Steinkopf Heradida Ground Spider
- Conservation status: Least Concern (SANBI Red List)

Scientific classification
- Kingdom: Animalia
- Phylum: Arthropoda
- Subphylum: Chelicerata
- Class: Arachnida
- Order: Araneae
- Infraorder: Araneomorphae
- Family: Zodariidae
- Genus: Heradida
- Species: H. bicincta
- Binomial name: Heradida bicincta Simon, 1910

= Heradida bicincta =

- Authority: Simon, 1910
- Conservation status: LC

Species of spider

Heradida bicincta is a species of spider in the family Zodariidae. It is found in Namibia and South Africa and is commonly known as the Steinkopf Heradida ground spider.

== Distribution ==
Heradida bicincta is distributed across Namibia and South Africa. In South Africa, it occurs in the Limpopo and Northern Cape provinces, with records from the Vhembe Biosphere Reserve, Richtersveld Transfrontier National Park, Namaqua National Park, and Tankwa Karoo National Park.

== Habitat ==
The species inhabits multiple biomes including Desert, Savanna, and Succulent Karoo at altitudes ranging from 250 to 1432 metres above sea level. It is typically found running on soil surfaces and has been collected using pitfall traps.

== Description ==

Heradida bicincta is known only from females.
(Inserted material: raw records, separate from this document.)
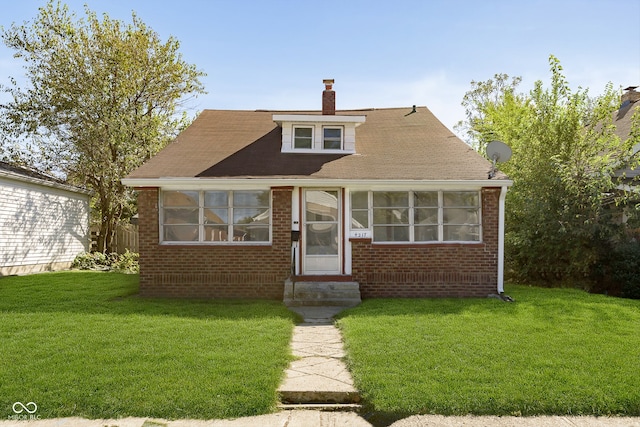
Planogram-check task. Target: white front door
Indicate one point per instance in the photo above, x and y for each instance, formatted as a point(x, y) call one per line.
point(321, 232)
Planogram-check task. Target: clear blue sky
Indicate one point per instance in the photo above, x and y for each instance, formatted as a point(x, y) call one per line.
point(263, 54)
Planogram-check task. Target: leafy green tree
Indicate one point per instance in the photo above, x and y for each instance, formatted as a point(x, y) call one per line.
point(102, 97)
point(565, 155)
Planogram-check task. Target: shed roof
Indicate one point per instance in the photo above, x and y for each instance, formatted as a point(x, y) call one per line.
point(391, 145)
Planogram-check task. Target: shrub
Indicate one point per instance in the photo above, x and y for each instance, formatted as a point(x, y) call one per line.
point(618, 270)
point(98, 261)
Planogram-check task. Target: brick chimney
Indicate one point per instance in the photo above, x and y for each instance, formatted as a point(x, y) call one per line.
point(328, 98)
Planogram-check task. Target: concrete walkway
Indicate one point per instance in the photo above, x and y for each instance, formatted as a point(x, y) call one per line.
point(318, 376)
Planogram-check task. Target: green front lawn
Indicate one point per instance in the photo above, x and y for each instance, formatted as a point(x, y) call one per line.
point(83, 344)
point(553, 351)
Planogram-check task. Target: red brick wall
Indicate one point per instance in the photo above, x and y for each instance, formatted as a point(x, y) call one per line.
point(435, 270)
point(207, 271)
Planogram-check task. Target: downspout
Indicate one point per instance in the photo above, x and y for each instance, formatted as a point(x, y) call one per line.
point(501, 212)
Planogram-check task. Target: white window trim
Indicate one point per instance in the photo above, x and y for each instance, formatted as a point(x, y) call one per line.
point(411, 224)
point(293, 137)
point(341, 129)
point(230, 207)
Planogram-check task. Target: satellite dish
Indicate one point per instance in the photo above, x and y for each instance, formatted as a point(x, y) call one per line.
point(498, 152)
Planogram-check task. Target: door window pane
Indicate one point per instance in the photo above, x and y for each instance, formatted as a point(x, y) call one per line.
point(322, 239)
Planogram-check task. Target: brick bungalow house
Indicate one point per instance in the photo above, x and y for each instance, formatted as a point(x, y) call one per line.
point(251, 204)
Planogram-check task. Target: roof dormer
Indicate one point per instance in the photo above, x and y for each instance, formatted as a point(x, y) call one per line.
point(327, 133)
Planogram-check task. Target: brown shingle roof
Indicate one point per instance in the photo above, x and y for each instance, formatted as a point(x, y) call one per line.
point(390, 145)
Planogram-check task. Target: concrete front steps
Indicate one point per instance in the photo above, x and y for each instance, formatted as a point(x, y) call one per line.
point(327, 292)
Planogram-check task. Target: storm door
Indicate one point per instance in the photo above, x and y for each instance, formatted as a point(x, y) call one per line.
point(321, 232)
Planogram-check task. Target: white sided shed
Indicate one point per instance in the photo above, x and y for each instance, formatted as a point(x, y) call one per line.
point(44, 223)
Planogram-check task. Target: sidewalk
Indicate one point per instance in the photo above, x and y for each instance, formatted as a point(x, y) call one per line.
point(319, 376)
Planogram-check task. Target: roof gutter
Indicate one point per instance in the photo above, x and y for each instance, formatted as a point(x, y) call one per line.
point(43, 182)
point(249, 182)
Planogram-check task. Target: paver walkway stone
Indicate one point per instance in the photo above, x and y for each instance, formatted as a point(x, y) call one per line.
point(318, 375)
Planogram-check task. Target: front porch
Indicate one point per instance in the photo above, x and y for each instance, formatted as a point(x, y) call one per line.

The diagnostic characteristic is the presence of two pale yellow bands on the dorsal scutum. Both sexes have a total length of approximately 1.8-2.2 mm, typical for the genus Heradida.

== Ecology ==
Heradida bicincta are small ground-dwelling spiders that exhibit ant mimicry in both appearance and behavior. This mimicry helps them avoid predators and sometimes aids in hunting. They are free-living and commonly sampled in pitfall traps.

== Conservation ==
The species is listed as Least Concern by SANBI. Despite its wide geographical range across southern Africa, more sampling is needed to collect male specimens. In South Africa, it is protected in several reserves including Luvhondo Nature Reserve, Richtersveld Transfrontier National Park, and Blouberg Nature Reserve.